The link leads to a Washington Post article on a 2012 U.S. Dept. of Education Civil Rights Survey showing that black students were disciplined more often than other racial groups. For example:
In a more focused analysis of school systems with more than 50,000 students enrolled, the data showed that African American students represented 24 percent of enrollment but 35 percent of arrests. White students accounted for 31 percent of enrollment and 21 percent of arrests. For Hispanic students, there was less of a disparity in arrests. They accounted for 34 percent of enrollment and 37 percent of arrests.
Yet the data from the survey does not reveal whether the different outcomes stem from student behavior or some “systemic bias.” It doesn’t show how many times students from various racial groups misbehaved—only the number of times they received some form of discipline for it. Bazelon assumes that students of all racial groups misbehave at equal rates and that unequal rates of discipline must reflect systemic bias—presumably the racism of the white officials who run those schools given the tone of the rest of her article.
But the Post article actually throws some cold water on that theory which Bazelon might have noticed but for her ideological blinders:
Beyond police contact, the data show persisting disparities in out-of-school suspension. African Americans were more than 3½ times as likely to be suspended or expelled as white students, the data showed.
Black males stood out, with 20 percent being suspended from school during the 2009-10 school year. By comparison, 7 percent of white males, 9 percent of Hispanic males and 3 percent of Asian American males were removed from school for disciplinary offenses. (Italics added.)
So, let’s see if you buy this theory: The white racism that is systemic in the school system discriminates heavily against blacks, treats Hispanics only slightly worse that whites, and treats Asians the best of all.
Here’s another theory: The school system is actually run by racist Asians who, of course, treat Asians the best but for some reason have a disproportionate animus toward blacks.
And here’s a theory that’s a great deal more plausible: Students from different racial groups have not been misbehaving equally.
Digging down into the Dept. of Education data a bit reveals some other holes in the Bazelon’s “equality of misbehaving” assumption. Take, for example, Curie Metropolitan High School in Chicago. Below is the enrollment and discipline data of that school broken down by race from the Dept. of Education’s website:
Notice that with the exception of expulsions—of which there were only five—the pattern repeats itself. Black students are suspended at a rate higher relative to their rate of enrollment, while other races are suspended at rates similar to or below their rate of enrollment.
The reason I chose Curie Metropolitan High School is that systemic racism doesn’t seem to explain these results. At the time these data were taken in 2009-2010, Curie’s principal, Phillip C. Perry, was black, as was the CEO of Chicago Public Schools, Ron Huberman.

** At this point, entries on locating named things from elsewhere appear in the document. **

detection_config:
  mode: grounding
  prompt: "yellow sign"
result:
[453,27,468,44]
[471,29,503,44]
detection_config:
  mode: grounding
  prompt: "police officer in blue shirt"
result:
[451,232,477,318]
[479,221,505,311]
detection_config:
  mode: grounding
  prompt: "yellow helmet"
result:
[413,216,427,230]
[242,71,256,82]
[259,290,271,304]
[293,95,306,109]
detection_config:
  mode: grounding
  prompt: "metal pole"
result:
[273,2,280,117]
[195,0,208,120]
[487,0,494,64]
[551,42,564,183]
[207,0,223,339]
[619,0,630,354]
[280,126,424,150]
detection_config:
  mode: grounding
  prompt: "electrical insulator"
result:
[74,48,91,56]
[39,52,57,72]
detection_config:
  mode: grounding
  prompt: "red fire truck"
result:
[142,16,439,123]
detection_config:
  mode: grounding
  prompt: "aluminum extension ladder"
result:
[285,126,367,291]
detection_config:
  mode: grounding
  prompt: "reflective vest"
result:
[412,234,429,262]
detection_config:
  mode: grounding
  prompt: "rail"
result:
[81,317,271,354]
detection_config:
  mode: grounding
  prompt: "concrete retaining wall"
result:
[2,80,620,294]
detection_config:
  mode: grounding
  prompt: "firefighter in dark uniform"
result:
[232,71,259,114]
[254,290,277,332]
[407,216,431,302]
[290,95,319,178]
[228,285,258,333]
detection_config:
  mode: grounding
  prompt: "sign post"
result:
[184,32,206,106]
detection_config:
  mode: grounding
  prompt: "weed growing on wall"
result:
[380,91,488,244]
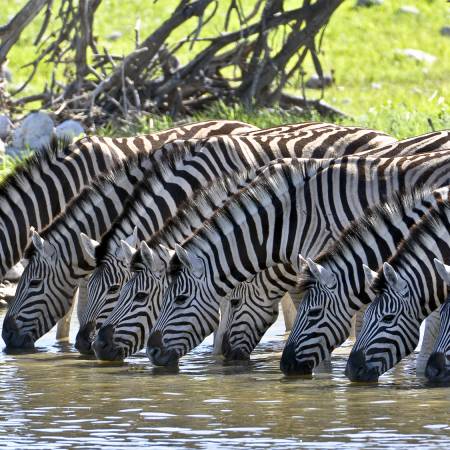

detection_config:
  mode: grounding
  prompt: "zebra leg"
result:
[56,289,78,342]
[350,305,367,340]
[281,292,297,331]
[213,299,230,355]
[77,278,88,321]
[416,308,441,375]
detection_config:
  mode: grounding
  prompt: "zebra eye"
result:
[308,308,322,319]
[381,314,395,323]
[134,292,148,302]
[108,284,120,294]
[230,298,241,308]
[30,278,42,287]
[174,295,189,305]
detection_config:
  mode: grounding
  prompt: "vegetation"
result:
[0,0,450,138]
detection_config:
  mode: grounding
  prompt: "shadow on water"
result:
[0,310,450,449]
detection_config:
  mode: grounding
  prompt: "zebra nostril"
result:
[147,331,163,349]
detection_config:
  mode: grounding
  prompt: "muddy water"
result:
[0,313,450,449]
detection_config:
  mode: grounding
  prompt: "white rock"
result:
[398,5,420,15]
[55,120,84,140]
[11,112,54,152]
[0,114,13,140]
[106,31,123,41]
[441,25,450,36]
[3,261,24,281]
[305,74,334,89]
[356,0,383,6]
[398,48,437,64]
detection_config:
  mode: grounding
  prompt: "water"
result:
[0,312,450,450]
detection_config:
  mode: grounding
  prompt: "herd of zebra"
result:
[0,120,450,381]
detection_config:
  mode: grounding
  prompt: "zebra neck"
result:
[384,202,450,319]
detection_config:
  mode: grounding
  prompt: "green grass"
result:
[0,0,450,138]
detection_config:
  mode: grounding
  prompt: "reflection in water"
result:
[0,310,450,449]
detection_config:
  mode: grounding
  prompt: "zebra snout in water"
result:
[222,332,250,361]
[147,330,178,366]
[2,317,34,349]
[425,352,450,381]
[75,321,95,355]
[280,343,314,375]
[92,325,123,361]
[345,349,379,381]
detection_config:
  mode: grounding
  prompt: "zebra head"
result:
[220,272,280,360]
[147,245,220,366]
[93,241,172,360]
[2,228,85,348]
[280,256,346,375]
[75,228,138,354]
[345,262,424,381]
[425,259,450,382]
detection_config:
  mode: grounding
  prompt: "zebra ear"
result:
[434,258,450,285]
[383,262,407,291]
[30,227,44,253]
[30,227,55,258]
[175,244,203,277]
[363,264,378,286]
[116,227,139,264]
[125,227,139,248]
[306,258,336,288]
[120,239,137,265]
[80,233,100,261]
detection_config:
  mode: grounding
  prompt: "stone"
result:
[398,5,420,16]
[0,114,13,141]
[305,74,334,89]
[106,31,123,41]
[3,261,24,282]
[11,111,54,156]
[441,25,450,36]
[55,120,85,140]
[397,48,437,64]
[356,0,384,6]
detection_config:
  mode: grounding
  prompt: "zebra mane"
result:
[0,136,72,198]
[298,188,442,292]
[131,169,262,267]
[371,199,450,294]
[33,149,148,247]
[168,158,327,275]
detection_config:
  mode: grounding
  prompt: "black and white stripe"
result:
[0,120,256,278]
[148,152,450,364]
[76,123,394,353]
[281,187,449,374]
[215,132,450,364]
[346,200,450,381]
[4,124,392,346]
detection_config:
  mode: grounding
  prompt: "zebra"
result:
[72,123,397,353]
[425,266,450,382]
[3,125,392,347]
[346,199,450,381]
[76,129,448,353]
[0,120,253,338]
[280,188,449,375]
[93,173,254,360]
[214,132,449,360]
[147,152,450,365]
[0,120,258,278]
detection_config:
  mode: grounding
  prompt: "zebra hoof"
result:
[425,352,450,382]
[345,350,379,382]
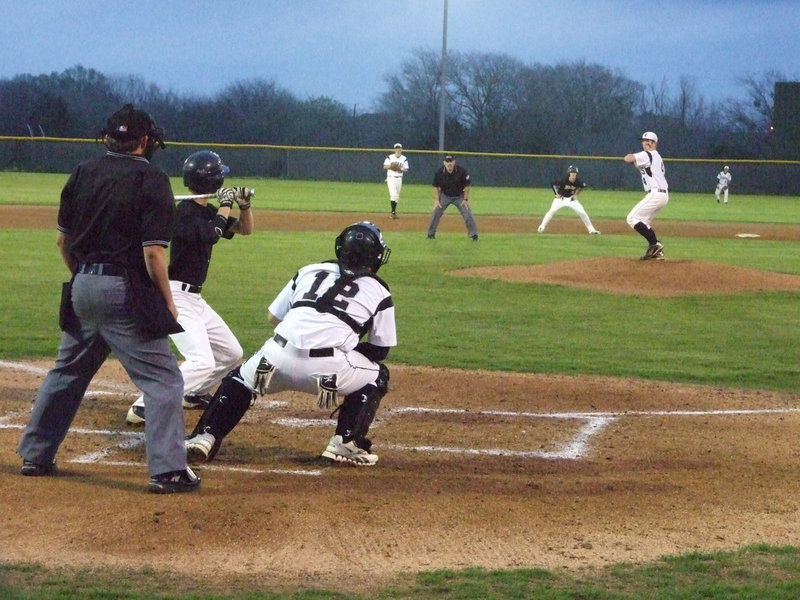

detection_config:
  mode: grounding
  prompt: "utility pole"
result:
[439,0,447,152]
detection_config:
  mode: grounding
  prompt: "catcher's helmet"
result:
[183,150,231,194]
[335,221,392,275]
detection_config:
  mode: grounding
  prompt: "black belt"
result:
[272,333,333,358]
[75,263,125,277]
[181,283,203,294]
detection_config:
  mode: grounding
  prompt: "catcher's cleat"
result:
[184,432,219,463]
[147,467,200,494]
[322,435,378,467]
[642,242,664,260]
[183,394,211,410]
[19,460,57,477]
[125,404,144,425]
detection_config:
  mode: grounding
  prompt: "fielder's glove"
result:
[217,188,236,208]
[233,187,252,210]
[317,373,339,408]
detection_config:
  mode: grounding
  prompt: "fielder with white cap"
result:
[714,165,733,204]
[623,131,669,260]
[383,143,408,219]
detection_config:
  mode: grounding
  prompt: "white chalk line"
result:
[0,361,800,464]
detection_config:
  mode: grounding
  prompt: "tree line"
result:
[0,50,785,169]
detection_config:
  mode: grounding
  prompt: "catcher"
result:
[383,144,408,219]
[186,221,397,466]
[125,150,253,425]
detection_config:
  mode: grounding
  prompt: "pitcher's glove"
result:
[233,187,255,210]
[217,188,236,208]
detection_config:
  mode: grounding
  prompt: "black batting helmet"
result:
[183,150,231,194]
[335,221,392,275]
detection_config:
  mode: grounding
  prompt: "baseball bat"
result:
[175,188,256,202]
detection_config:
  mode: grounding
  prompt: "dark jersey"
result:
[550,177,586,198]
[433,165,472,197]
[58,152,175,270]
[169,200,236,286]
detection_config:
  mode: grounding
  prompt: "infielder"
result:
[623,131,669,260]
[714,165,733,204]
[125,155,253,425]
[538,165,600,235]
[383,143,409,219]
[186,221,397,465]
[428,154,478,242]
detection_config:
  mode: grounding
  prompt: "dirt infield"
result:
[0,209,800,590]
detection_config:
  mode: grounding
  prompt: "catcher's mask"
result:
[335,221,392,275]
[100,104,165,160]
[183,150,231,194]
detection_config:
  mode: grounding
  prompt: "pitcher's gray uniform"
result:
[714,165,733,204]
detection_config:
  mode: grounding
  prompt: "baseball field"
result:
[0,173,800,599]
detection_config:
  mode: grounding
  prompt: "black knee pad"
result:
[192,367,254,440]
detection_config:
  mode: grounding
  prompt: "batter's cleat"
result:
[183,394,212,410]
[322,435,378,467]
[642,242,664,260]
[147,467,200,494]
[184,432,217,464]
[19,460,57,477]
[125,404,144,425]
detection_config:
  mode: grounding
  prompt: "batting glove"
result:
[217,188,236,208]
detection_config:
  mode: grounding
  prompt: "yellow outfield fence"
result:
[0,136,800,196]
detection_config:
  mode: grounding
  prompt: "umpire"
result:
[17,104,200,493]
[428,154,478,242]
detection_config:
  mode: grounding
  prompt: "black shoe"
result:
[19,460,56,477]
[147,467,200,494]
[183,394,212,410]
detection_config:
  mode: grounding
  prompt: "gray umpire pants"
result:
[428,194,478,237]
[17,274,186,476]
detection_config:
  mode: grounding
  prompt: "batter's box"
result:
[381,407,615,460]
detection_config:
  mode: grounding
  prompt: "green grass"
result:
[0,173,800,600]
[0,545,800,600]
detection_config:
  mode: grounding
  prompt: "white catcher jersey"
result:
[633,150,669,192]
[269,262,397,352]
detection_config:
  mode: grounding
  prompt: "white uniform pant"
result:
[386,175,403,202]
[239,338,380,402]
[134,280,244,406]
[539,197,594,232]
[625,190,669,229]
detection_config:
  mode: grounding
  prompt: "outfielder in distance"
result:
[623,131,669,260]
[714,165,733,204]
[125,155,253,425]
[383,143,409,219]
[538,165,600,235]
[186,221,397,466]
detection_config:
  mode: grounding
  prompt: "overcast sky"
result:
[0,0,800,112]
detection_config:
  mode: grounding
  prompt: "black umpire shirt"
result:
[169,200,237,287]
[433,165,472,197]
[58,152,175,269]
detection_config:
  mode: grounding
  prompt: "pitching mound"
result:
[450,257,800,297]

Economist Thomas Sowell has long pointed out that it is almost impossible to find different racial groups with equal outcomes. The norm through history is one of different groups having very different outcomes. But don’t expect the political left to acknowledge this any time soon.
CORRECTION: While Ron Huberman has a dark complexion he is not an African-American. He is, in fact, the son of Holocaust survivors. Sorry for the error.